Sherlock: "A Scandal in Belgravia"

One cannot have Sherlock Holmes around for very long without The Woman putting in an appearance.  In Sherlock's version of "A Scandal in Bohemia," Irene Adler, a lesbian dominatrix (what else?), is using some very explicit photographs on her cell phone to bargain for protection against being killed by...the CIA, it appears, but then again, maybe not.  (The CIA, it gets around.)  Oh, and of course, there's Moriarty: all Sherlock Holmes adaptations abhor a Moriarty vacuum.  Plus bizarre terrorism decoy plots involving corpses on a plane. Meanwhile, the royal equivalent to His Highness in "A Scandal in Bohemia" is all but invisible and irrelevant, with only her (bound--see "lesbian dominatrix") feet making a brief foray onto the screen.   There are times when this series' ninety-minute format seems to require pumping unnecessary air into Conan Doyle's original plot, and this would be one of them.

The "it's always Moriarty" issue (as opposed to "it's never lupus" on the soon-to-be-late House) does get at the series' insistent self-reflexivity.  After all, it's always been Moriarty for decades now: often, Sherlock seems to be primarily about Sherlock Holmes adaptations and our expectations thereof.  Although wink-wink-nudge-nudge quotation tends to be an occupational hazard of any pastiche--I swear, the next Holmesian author to invoke any variation on "the game's afoot" will get a disciplinary visit from Col.
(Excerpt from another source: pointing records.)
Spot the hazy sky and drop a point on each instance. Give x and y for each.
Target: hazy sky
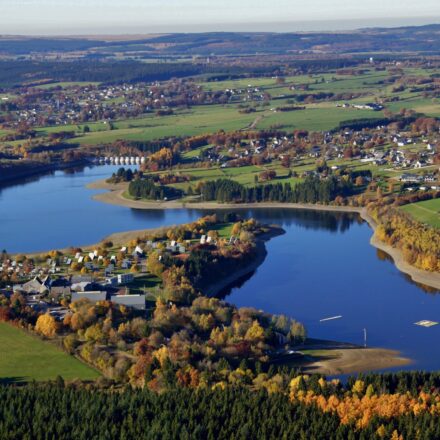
(143, 16)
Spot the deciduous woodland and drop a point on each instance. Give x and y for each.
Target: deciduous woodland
(185, 338)
(389, 406)
(419, 243)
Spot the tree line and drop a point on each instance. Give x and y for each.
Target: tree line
(147, 189)
(312, 190)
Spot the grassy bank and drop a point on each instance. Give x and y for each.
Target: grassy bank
(25, 358)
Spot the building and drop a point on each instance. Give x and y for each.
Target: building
(135, 301)
(125, 278)
(93, 296)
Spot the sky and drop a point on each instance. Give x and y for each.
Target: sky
(45, 17)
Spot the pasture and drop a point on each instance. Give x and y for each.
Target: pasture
(25, 357)
(427, 212)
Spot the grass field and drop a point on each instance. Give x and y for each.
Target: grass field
(204, 119)
(25, 358)
(66, 84)
(426, 212)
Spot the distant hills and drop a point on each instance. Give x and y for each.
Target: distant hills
(415, 39)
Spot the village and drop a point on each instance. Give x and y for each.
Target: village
(119, 274)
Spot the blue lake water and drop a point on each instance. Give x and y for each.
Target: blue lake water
(323, 266)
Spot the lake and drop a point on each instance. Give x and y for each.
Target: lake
(323, 266)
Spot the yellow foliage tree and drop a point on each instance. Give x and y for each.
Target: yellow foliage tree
(46, 325)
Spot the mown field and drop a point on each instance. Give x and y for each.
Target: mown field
(426, 212)
(319, 116)
(25, 358)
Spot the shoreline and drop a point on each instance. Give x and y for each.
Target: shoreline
(114, 196)
(214, 289)
(339, 358)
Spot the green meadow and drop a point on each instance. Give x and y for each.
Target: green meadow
(426, 212)
(25, 357)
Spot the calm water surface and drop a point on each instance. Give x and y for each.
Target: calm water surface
(323, 266)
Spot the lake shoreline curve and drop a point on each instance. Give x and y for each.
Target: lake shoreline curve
(115, 195)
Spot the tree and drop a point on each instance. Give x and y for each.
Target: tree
(46, 325)
(255, 332)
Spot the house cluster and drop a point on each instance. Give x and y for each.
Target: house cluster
(45, 294)
(54, 106)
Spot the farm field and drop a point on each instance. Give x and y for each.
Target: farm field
(426, 212)
(25, 358)
(66, 84)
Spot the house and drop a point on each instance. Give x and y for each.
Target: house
(135, 301)
(125, 278)
(59, 287)
(410, 178)
(93, 296)
(34, 286)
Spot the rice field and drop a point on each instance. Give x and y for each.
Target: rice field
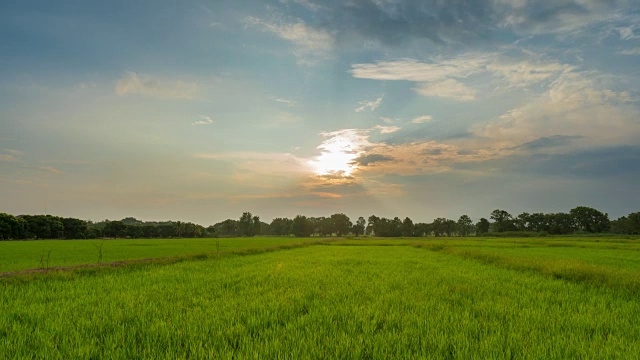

Sebastian Moran--Sherlock is just as invested in the Holmes industry.   Thus, this time around, we had puns on the original story titles ("The Geek Interpreter," "The Navel Treaty"), but we also had the sudden appearance of the omnipresent deerstalker.  (Remember, boys and girls: Conan Doyle's Holmes wouldn't wear a deerstalker while rambling about London.)  Similarly, Irene Adler as would-be love interest? Been there.  Dumbed-down Mycroft? Yep, done that.  Jokes about Holmes and Watson as gay couple? That too.  At this point, there's nothing to do for the series to do except wink at its own lack of originality; it is, as Harold Bloom might say (if Harold Bloom could be brought to pronounce about a TV series...), belated. 

That being said, the series does some interesting things with the shift from Watson as professional chronicler to Watson as amateur blogger.  (No news yet about whether or not the good doctor has monetized his site, although goodness only knows what kind of Google ads it would run.)  The spontaneity and interactivity of blogging suggests a more intimate relationship between the narrator and his audience; although the novels and tales include occasional metafictional reflections on how Watson is constructing a certain kind of private detective, the shift to blogging brings up the possibility that the audience may actively collaborate in the comments section.  If you look at the link I posted just above, you can see that the fictional comments are given to bad puns, along with grumpy observations from the detective himself; Holmes doesn't just complain to Watson about the narration, he does so in public.  Watson still "buffers" and humanizes Holmes, but this Holmes' media celebrity, and his role (willing or otherwise) in shaping it plays a much more substantial role in the plot.  There's a sense, that is, that the audience can be in on the "joke."  And, by the same token, this John Watson's prose is informal, off-the-cuff, and in brief: the new media Sherlock has to be easily consumed by iPhone, in much the same way that the series can really be consumed by convenient PBS app.  He's more portable, but he's also figured as less distant, even if he's still as chilly and eccentric as Conan Doyle's Holmes ever was.